2.4. Cell Viability Test

Viability in liquid assay was analyzed as described in [28]. Samples were incubated with minimal agitation at 30 °C, under diffuse visible light. After treatments, the aliquots of the different samples were diluted and then grown on agar-LB plates; after incubation at 30 °C overnight, the bacterial ability to form new colonies was measured by counting the number of colonies forming units (CFU).

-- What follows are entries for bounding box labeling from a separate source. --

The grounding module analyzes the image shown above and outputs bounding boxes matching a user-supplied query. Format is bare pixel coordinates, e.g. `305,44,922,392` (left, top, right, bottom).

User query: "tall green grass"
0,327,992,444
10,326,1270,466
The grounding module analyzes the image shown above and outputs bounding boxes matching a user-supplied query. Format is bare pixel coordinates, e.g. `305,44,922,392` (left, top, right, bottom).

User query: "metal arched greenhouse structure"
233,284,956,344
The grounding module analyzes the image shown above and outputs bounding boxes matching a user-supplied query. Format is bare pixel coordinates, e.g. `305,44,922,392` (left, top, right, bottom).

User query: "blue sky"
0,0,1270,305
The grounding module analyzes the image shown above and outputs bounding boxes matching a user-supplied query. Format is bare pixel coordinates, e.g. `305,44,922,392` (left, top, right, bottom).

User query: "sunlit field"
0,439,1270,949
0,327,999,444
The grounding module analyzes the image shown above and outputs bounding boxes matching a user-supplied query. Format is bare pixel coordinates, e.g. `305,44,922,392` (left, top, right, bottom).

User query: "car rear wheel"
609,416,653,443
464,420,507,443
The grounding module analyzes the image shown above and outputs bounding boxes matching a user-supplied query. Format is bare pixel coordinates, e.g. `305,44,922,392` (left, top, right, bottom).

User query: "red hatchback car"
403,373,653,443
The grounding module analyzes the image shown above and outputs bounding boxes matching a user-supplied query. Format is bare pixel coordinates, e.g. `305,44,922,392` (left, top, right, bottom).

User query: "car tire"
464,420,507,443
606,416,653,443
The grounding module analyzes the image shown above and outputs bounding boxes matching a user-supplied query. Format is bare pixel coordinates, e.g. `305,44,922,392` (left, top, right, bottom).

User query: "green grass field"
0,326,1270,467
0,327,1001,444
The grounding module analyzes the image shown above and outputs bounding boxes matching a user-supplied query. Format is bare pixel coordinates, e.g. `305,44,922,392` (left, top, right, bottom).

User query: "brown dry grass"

2.5. Evaluation of Biofilm Formation

Biofilm formation was evaluated as previously described [28] with some differences: each well was filled with 200 µL of LB broth and 125 μg/mL of ZnO-NRs or ZNGs (in triplicate). Wells without nanoparticles were utilized as controls. Next, plates were incubated at 30 °C for 24 h under diffuse visible light and Crystal Violet assay was performed. The experiment was repeated three times with three replicates for each treatment.

2.6. LIVE/DEAD Assay

An amount of 1 × 107 cells/mL was inoculated in LB in the presence of a ZnO-NRs concentration of 125 μg/mL or a ZNGs concentration of 10 μg/mL. The suspension was incubated in a 35 mm Petri plate with a cover slide for 24 h at 30 °C under diffuse visible light. As control, strains grown in LB were inoculated in the absence of nanoparticles. After treatment, cultures were gently removed, washed twice with sterile water, and stained using a LIVE/DEAD BacLight–Bacterial Viability (Kit 7012, Invitrogen, Mount Waverley, Australia) for 15 min at room temperature in the dark. After washing with sterile deionized water, stained cells were observed under a Zeiss Axiovert 25 fluorescence microscope. Syto9 is able to stain live and dead cells, while propidium iodide is unable to penetrate the intact cell wall in viable cells, staining only dead cells.

2.7. Preparation of Stones

Suspensions of ZNGs to be used with the stones were produced at 250 μg/mL through bath sonication (at 37 kHz of working frequency) of 10 mg of ZNGs, prepared as described before, in 40 mL deionized water for 3 min. Noto stone, Carrara marble and yellow brick specimens (1 × 1 × 0.5 cm3) were then spray coated, through an airbrush, with the aqueous suspension of ZNGs. Full coverage of the specimens was ensured by repeating the spraying process four times. Each time 2 mL of suspension was sprayed and evaluated by FE-SEM analysis.

2.8. Characterization of Stone Materials

Porosity and density of stone specimens were characterized through mercury porosimetry. The water capillarity absorption experiments were performed following the UNI EN 15801:2010 [31]. Colorimetric measurements were performed on stone samples to verify color modification due to ZNGs exposition according to [32]. The ΔE value refers to the median values of the treated samples compared to the untreated ones. Furthermore, according to the literature, ΔE < 5 was considered as corresponding to a not-significant variation [33]. The measurements were made on untreated and treated samples, on three different zones on stone surfaces.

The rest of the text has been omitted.